До конца лета я не доработала. Заболела скарлатиной, меня увезли в Уральск и положили в больницу. Не помню, сколько я там пролежала. Вскоре после выписки из больницы я снова заболела. Перепады температуры от 35 до 40 градусов. Невыносимые головные боли, мне казалось, что даже волосы мешают, будто железным обручем стягивают голову. Попросила отца сбрить их. Он не стал спорить, взял машинку и обрил меня наголо.
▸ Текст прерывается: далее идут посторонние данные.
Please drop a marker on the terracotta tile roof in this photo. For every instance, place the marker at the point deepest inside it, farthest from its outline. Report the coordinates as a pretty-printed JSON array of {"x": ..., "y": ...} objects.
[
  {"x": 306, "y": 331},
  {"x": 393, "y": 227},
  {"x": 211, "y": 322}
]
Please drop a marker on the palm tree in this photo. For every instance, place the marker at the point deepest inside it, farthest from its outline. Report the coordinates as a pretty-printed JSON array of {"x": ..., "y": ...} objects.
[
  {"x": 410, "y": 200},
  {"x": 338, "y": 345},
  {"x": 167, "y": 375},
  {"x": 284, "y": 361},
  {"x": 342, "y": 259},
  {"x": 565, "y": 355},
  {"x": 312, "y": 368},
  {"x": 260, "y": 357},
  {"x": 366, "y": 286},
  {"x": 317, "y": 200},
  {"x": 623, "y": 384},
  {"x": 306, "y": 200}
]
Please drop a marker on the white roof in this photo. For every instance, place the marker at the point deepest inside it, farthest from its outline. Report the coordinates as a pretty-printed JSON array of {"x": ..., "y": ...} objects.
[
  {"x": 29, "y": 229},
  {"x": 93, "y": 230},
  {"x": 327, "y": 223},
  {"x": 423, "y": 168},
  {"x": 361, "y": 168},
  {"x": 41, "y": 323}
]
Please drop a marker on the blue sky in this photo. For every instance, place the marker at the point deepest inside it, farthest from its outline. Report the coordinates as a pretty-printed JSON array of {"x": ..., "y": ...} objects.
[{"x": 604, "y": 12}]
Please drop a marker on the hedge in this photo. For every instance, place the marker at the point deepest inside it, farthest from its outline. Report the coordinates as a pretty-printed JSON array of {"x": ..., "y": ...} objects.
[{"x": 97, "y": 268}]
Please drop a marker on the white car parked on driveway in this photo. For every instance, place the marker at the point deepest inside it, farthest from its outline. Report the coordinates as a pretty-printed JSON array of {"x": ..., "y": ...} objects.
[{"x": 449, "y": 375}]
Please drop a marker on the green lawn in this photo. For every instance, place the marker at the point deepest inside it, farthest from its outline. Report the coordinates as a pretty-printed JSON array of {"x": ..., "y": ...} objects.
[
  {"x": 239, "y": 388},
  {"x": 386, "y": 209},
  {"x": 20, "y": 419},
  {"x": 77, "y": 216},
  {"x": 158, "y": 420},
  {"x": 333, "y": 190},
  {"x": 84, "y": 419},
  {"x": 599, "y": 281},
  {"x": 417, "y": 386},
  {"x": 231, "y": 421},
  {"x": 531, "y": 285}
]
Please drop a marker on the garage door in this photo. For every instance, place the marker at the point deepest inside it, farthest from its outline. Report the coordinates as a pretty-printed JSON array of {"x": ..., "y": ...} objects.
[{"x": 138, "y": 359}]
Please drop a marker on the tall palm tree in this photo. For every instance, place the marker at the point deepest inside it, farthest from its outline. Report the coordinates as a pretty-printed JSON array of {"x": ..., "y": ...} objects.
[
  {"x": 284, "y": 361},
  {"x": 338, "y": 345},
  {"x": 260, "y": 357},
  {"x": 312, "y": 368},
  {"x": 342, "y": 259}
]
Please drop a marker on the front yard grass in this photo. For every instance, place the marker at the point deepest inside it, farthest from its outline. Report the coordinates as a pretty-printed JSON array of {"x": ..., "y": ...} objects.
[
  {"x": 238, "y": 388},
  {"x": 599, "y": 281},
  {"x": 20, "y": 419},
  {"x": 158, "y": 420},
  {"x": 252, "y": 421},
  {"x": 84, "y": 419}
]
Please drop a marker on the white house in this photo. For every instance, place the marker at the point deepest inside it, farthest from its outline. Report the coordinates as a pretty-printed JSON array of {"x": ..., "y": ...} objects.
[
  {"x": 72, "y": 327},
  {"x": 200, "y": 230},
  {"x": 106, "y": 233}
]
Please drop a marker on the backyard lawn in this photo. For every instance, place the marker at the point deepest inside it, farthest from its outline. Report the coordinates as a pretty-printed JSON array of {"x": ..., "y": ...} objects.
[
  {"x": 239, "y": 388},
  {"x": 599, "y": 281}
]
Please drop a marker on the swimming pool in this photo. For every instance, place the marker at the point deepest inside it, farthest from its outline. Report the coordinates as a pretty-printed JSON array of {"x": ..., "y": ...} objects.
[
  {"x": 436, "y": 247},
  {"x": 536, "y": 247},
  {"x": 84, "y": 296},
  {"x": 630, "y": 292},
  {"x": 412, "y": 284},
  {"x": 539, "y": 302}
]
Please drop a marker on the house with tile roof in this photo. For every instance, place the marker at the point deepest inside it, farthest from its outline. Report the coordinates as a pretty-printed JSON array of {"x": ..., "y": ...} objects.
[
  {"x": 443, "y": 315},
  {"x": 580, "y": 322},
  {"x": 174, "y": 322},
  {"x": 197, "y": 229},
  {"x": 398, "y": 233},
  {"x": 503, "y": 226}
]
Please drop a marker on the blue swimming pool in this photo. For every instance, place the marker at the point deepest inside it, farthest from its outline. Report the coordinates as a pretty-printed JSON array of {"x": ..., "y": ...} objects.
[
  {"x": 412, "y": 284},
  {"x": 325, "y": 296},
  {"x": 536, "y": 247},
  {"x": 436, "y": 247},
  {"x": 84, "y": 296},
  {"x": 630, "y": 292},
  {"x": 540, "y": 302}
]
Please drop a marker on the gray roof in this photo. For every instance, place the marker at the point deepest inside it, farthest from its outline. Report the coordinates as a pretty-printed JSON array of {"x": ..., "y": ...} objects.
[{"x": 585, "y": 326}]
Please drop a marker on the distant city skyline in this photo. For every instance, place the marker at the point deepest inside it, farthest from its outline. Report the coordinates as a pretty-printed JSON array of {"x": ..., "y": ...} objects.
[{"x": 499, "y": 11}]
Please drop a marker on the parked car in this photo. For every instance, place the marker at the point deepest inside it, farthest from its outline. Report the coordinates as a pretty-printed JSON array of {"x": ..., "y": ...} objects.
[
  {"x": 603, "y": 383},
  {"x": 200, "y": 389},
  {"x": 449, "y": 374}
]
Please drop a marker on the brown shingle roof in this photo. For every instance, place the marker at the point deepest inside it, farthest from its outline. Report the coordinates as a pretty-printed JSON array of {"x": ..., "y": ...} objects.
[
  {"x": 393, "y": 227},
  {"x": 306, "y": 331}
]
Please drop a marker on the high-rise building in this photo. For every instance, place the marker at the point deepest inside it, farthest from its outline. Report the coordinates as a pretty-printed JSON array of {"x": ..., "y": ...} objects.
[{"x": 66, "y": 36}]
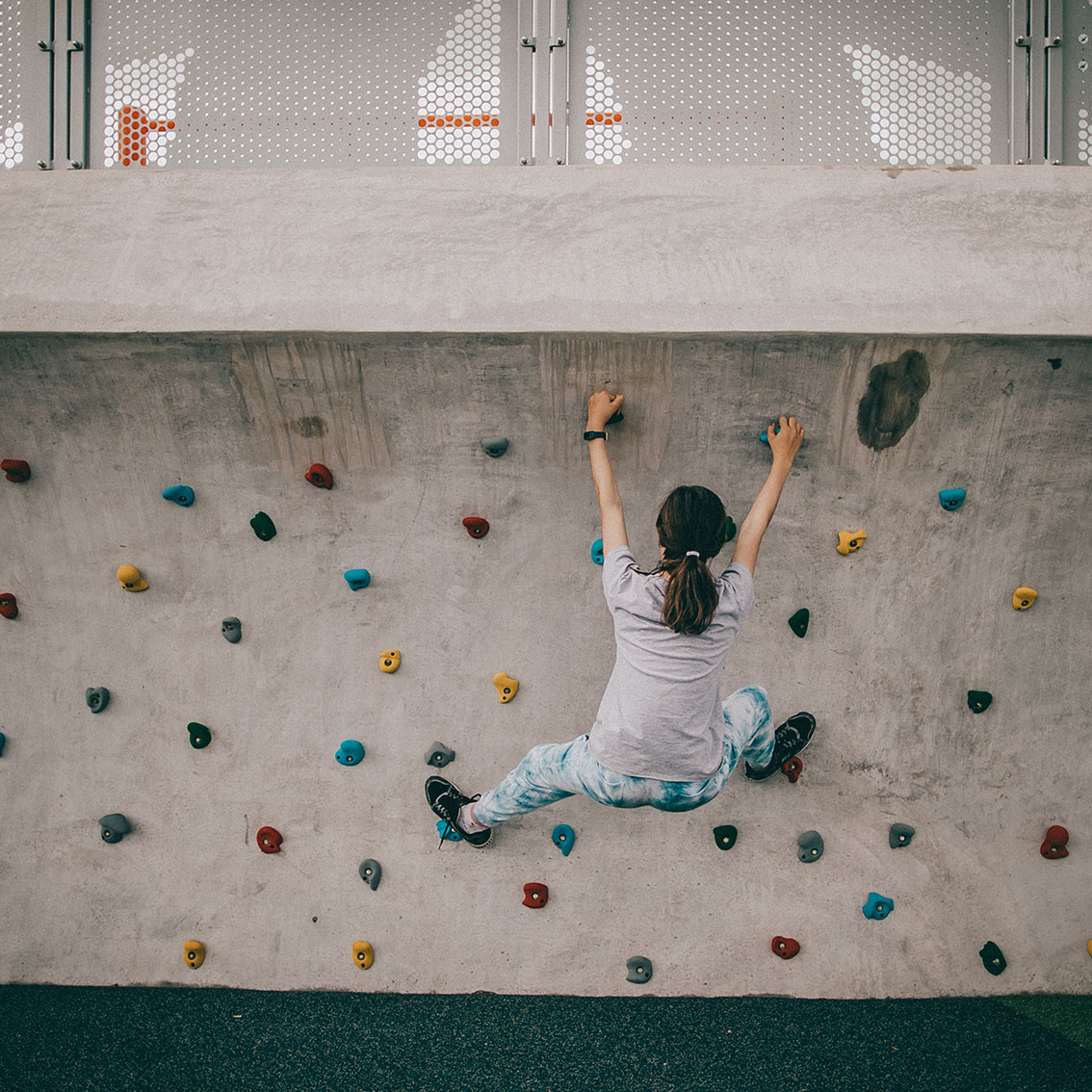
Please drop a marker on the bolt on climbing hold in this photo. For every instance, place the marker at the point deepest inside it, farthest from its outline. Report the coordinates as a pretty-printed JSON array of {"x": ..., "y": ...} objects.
[
  {"x": 494, "y": 446},
  {"x": 535, "y": 896},
  {"x": 809, "y": 846},
  {"x": 564, "y": 838},
  {"x": 181, "y": 495},
  {"x": 15, "y": 470},
  {"x": 351, "y": 752},
  {"x": 130, "y": 579},
  {"x": 725, "y": 837},
  {"x": 320, "y": 476},
  {"x": 993, "y": 960},
  {"x": 849, "y": 540},
  {"x": 1053, "y": 845},
  {"x": 269, "y": 840},
  {"x": 785, "y": 947},
  {"x": 370, "y": 872},
  {"x": 506, "y": 687},
  {"x": 877, "y": 907},
  {"x": 115, "y": 827},
  {"x": 899, "y": 834},
  {"x": 264, "y": 528},
  {"x": 978, "y": 700},
  {"x": 439, "y": 756},
  {"x": 1024, "y": 597},
  {"x": 97, "y": 698}
]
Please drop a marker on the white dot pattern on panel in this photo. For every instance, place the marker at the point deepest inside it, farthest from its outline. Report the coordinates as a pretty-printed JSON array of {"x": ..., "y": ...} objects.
[
  {"x": 921, "y": 112},
  {"x": 458, "y": 99}
]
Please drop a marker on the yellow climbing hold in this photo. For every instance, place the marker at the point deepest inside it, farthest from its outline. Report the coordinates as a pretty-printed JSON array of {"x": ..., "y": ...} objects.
[
  {"x": 849, "y": 540},
  {"x": 1024, "y": 597},
  {"x": 506, "y": 687}
]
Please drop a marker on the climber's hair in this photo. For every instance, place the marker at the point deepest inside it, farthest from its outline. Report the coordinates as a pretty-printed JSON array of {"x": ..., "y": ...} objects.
[{"x": 692, "y": 518}]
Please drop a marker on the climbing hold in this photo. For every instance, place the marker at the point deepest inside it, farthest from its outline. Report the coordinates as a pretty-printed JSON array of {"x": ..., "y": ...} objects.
[
  {"x": 15, "y": 470},
  {"x": 130, "y": 579},
  {"x": 877, "y": 907},
  {"x": 809, "y": 846},
  {"x": 978, "y": 700},
  {"x": 115, "y": 827},
  {"x": 535, "y": 896},
  {"x": 181, "y": 495},
  {"x": 992, "y": 958},
  {"x": 351, "y": 752},
  {"x": 506, "y": 687},
  {"x": 357, "y": 578},
  {"x": 439, "y": 756},
  {"x": 849, "y": 540},
  {"x": 494, "y": 446},
  {"x": 899, "y": 834},
  {"x": 269, "y": 840},
  {"x": 1024, "y": 597},
  {"x": 263, "y": 527},
  {"x": 370, "y": 872},
  {"x": 785, "y": 947},
  {"x": 97, "y": 698},
  {"x": 564, "y": 838},
  {"x": 725, "y": 837},
  {"x": 320, "y": 476},
  {"x": 1053, "y": 845}
]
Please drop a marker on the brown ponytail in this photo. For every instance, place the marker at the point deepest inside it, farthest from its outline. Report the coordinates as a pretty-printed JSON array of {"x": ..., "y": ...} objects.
[{"x": 691, "y": 519}]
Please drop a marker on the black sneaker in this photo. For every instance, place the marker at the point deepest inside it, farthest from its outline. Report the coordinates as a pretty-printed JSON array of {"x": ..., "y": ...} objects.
[
  {"x": 446, "y": 800},
  {"x": 789, "y": 740}
]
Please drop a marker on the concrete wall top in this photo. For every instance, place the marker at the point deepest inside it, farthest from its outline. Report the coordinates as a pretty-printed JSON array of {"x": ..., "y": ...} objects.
[{"x": 996, "y": 250}]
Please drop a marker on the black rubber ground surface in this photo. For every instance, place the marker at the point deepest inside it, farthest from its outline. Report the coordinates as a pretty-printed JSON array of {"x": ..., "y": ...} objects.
[{"x": 59, "y": 1037}]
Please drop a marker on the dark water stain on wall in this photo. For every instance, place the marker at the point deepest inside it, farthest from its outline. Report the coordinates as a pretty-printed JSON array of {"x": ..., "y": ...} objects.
[{"x": 890, "y": 404}]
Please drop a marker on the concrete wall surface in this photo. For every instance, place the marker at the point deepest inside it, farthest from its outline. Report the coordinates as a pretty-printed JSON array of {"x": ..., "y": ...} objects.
[
  {"x": 899, "y": 632},
  {"x": 1001, "y": 250}
]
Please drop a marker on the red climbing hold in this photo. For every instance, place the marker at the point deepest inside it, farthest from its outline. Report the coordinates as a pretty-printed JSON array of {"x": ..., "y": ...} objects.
[
  {"x": 785, "y": 947},
  {"x": 321, "y": 476},
  {"x": 15, "y": 470},
  {"x": 1053, "y": 846}
]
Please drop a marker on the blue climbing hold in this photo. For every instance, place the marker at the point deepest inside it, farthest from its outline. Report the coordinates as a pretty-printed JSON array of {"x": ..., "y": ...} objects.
[
  {"x": 180, "y": 495},
  {"x": 563, "y": 837},
  {"x": 351, "y": 752},
  {"x": 877, "y": 906}
]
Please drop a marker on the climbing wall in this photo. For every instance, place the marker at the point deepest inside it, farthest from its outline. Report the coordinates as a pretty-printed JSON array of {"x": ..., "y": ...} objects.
[{"x": 899, "y": 629}]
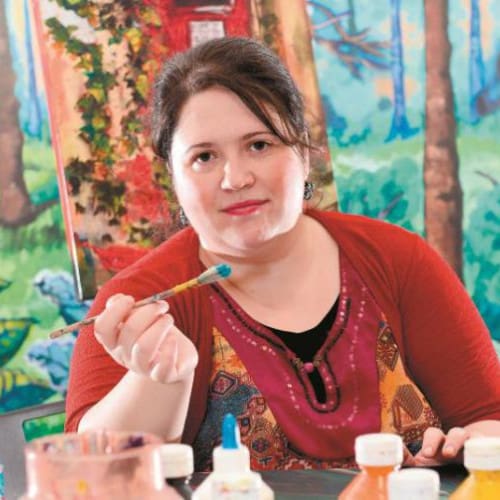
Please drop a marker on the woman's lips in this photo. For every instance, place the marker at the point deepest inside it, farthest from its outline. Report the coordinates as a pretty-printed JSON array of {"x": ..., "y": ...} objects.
[{"x": 244, "y": 208}]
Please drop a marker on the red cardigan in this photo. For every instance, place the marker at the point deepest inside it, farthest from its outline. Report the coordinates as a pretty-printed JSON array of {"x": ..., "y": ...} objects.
[{"x": 445, "y": 345}]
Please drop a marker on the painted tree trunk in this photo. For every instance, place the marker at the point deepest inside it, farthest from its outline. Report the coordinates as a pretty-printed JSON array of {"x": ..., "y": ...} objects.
[
  {"x": 443, "y": 193},
  {"x": 34, "y": 125},
  {"x": 477, "y": 77},
  {"x": 399, "y": 126},
  {"x": 16, "y": 207},
  {"x": 14, "y": 199}
]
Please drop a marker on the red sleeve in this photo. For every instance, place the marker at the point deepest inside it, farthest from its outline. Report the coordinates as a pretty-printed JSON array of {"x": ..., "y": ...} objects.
[
  {"x": 93, "y": 373},
  {"x": 448, "y": 347}
]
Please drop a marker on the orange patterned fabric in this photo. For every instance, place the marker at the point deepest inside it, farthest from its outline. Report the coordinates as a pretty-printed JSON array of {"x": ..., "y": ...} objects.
[
  {"x": 404, "y": 410},
  {"x": 384, "y": 399}
]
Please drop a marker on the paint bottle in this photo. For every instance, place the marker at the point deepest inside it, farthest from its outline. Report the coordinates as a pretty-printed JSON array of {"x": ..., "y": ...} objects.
[
  {"x": 232, "y": 478},
  {"x": 413, "y": 484},
  {"x": 177, "y": 466},
  {"x": 377, "y": 456},
  {"x": 482, "y": 460}
]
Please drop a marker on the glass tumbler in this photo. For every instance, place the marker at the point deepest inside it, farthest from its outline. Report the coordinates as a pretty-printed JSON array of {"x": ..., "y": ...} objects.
[{"x": 95, "y": 465}]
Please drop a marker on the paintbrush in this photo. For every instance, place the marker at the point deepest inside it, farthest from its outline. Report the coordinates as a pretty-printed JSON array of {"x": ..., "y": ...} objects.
[{"x": 211, "y": 275}]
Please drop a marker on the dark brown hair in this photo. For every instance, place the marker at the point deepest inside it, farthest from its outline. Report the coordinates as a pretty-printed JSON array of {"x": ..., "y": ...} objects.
[{"x": 243, "y": 66}]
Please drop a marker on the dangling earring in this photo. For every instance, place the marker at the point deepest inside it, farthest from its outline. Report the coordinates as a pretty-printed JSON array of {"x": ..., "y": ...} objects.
[
  {"x": 183, "y": 220},
  {"x": 308, "y": 190}
]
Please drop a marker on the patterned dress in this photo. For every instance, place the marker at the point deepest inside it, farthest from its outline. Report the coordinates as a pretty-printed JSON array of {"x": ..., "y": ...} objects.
[{"x": 263, "y": 383}]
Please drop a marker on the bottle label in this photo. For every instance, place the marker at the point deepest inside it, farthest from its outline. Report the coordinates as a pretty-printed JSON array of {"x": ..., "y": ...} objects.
[{"x": 244, "y": 488}]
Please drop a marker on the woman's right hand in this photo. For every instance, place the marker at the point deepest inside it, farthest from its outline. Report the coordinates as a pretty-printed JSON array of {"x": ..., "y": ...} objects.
[{"x": 145, "y": 340}]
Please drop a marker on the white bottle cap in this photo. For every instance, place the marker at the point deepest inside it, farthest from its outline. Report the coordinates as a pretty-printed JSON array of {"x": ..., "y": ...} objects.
[
  {"x": 231, "y": 461},
  {"x": 176, "y": 460},
  {"x": 379, "y": 449},
  {"x": 413, "y": 484},
  {"x": 482, "y": 453}
]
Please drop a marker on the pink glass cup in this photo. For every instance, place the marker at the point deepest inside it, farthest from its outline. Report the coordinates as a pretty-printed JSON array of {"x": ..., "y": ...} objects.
[{"x": 95, "y": 465}]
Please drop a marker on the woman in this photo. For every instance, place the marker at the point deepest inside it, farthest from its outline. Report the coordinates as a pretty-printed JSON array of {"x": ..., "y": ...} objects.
[{"x": 330, "y": 325}]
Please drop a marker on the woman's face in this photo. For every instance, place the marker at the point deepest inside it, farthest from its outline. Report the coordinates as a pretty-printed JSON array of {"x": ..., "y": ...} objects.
[{"x": 238, "y": 184}]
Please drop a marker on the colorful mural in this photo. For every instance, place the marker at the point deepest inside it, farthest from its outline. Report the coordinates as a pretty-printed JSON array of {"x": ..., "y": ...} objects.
[
  {"x": 100, "y": 60},
  {"x": 411, "y": 92},
  {"x": 387, "y": 101}
]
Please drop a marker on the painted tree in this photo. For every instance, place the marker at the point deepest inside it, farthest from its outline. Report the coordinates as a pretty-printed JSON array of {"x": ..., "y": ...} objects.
[
  {"x": 477, "y": 78},
  {"x": 16, "y": 207},
  {"x": 400, "y": 125},
  {"x": 351, "y": 46},
  {"x": 443, "y": 193},
  {"x": 34, "y": 125}
]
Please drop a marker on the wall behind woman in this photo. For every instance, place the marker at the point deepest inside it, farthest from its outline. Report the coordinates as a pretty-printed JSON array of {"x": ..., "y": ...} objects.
[
  {"x": 413, "y": 126},
  {"x": 371, "y": 74}
]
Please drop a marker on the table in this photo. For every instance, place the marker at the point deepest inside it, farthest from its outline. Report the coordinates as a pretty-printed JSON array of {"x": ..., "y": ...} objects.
[{"x": 320, "y": 484}]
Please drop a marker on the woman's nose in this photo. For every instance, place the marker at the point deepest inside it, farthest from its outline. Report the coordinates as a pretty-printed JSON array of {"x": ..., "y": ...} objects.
[{"x": 237, "y": 176}]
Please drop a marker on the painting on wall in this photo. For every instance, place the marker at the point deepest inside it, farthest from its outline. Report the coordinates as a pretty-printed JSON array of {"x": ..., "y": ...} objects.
[
  {"x": 37, "y": 291},
  {"x": 411, "y": 93},
  {"x": 100, "y": 60}
]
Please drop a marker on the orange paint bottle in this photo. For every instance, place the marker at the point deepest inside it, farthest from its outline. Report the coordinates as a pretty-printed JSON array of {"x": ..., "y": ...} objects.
[
  {"x": 482, "y": 459},
  {"x": 377, "y": 456}
]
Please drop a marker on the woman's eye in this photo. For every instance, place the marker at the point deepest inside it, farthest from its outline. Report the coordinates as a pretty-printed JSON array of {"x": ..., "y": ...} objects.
[
  {"x": 204, "y": 157},
  {"x": 259, "y": 145}
]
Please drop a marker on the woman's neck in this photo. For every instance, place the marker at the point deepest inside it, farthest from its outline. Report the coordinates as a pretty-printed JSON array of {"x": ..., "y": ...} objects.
[{"x": 286, "y": 278}]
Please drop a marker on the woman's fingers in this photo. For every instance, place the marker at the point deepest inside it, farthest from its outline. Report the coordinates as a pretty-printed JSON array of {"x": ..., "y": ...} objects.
[
  {"x": 138, "y": 322},
  {"x": 439, "y": 448},
  {"x": 106, "y": 326},
  {"x": 432, "y": 441},
  {"x": 454, "y": 442},
  {"x": 145, "y": 340},
  {"x": 143, "y": 350},
  {"x": 176, "y": 357}
]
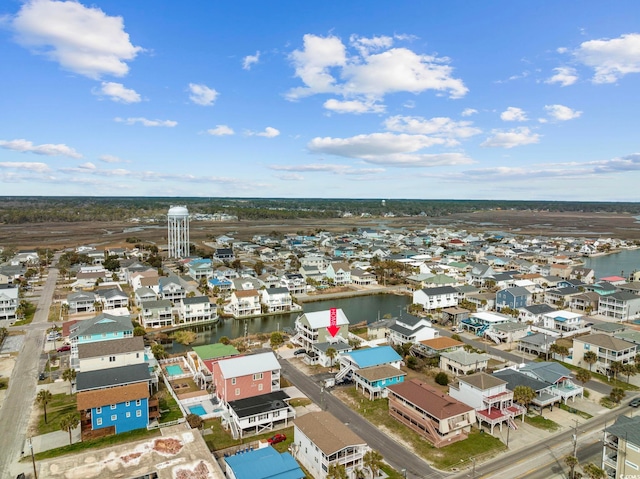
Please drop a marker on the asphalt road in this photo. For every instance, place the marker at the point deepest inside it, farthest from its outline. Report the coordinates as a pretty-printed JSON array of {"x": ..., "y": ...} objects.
[
  {"x": 16, "y": 408},
  {"x": 397, "y": 455}
]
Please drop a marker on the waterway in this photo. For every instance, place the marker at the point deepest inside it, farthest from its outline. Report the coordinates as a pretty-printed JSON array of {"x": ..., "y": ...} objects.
[
  {"x": 618, "y": 264},
  {"x": 357, "y": 309}
]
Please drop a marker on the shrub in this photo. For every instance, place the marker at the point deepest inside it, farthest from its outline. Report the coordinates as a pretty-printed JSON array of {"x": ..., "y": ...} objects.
[{"x": 442, "y": 379}]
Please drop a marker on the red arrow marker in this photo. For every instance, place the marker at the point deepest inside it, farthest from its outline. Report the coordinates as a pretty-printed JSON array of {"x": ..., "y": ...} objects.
[{"x": 333, "y": 320}]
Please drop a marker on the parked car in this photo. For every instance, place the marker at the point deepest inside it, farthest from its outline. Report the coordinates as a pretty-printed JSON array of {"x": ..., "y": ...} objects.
[{"x": 277, "y": 438}]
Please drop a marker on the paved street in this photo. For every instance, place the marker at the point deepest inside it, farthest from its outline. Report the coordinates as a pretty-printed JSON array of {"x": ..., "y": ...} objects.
[
  {"x": 394, "y": 453},
  {"x": 14, "y": 413}
]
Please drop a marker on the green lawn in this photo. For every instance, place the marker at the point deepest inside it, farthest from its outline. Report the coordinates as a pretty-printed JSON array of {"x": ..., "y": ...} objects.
[
  {"x": 377, "y": 412},
  {"x": 60, "y": 405},
  {"x": 108, "y": 441}
]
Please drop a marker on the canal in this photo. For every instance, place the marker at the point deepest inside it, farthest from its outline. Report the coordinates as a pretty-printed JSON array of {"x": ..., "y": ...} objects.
[{"x": 357, "y": 309}]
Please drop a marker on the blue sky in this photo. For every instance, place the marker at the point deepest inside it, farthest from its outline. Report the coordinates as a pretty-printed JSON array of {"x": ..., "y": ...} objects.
[{"x": 334, "y": 99}]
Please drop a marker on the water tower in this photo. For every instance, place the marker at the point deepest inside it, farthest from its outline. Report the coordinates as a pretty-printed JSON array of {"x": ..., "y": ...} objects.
[{"x": 178, "y": 231}]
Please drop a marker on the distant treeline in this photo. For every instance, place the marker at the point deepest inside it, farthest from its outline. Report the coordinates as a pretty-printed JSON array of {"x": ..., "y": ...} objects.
[{"x": 17, "y": 210}]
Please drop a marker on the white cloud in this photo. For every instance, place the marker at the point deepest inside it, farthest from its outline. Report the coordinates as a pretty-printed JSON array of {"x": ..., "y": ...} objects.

Долго не могли поставить диагноз. Однажды мама встретила на улице известного в городе врача Келлера, из ссыльных немцев. И хоть он куда-то очень торопился на своей бричке, но согласился посмотреть меня. Выслушал, осмотрел, определил — брюшной тиф. И снова в больницу. Помню охвативший меня ужас, когда я оказалась в той же палате, где лежала в первый раз, и на кровати, где тогда умерла моя соседка. «Значит, и я умру» — это было первой моей мыслью. Тут же я надолго потеряла сознание. Все остальное до того, как сознание вернулось ко мне, знаю со слов мамы. Положение было почти безнадежным. Я очень долго находилась без сознания, температура постоянно держалась на уровне 39–40 градусов, сердце справлялось с большим трудом. И однажды маму с папой пропустили, чтобы они могли проститься со мной, хотя отделение было инфекционное, к больным никого не допускали. Врач сказала им, что все зависит от сердца — выдержит оно или не выдержит. Представляю их состояние. Позднее мама рассказывала, что она каждое утро приходила к больнице и со страхом заглядывала в окно моей палаты, которая находилась на первом этаже: если видно мое домашнее одеяло, значит, я еще жива. И так — не одну неделю.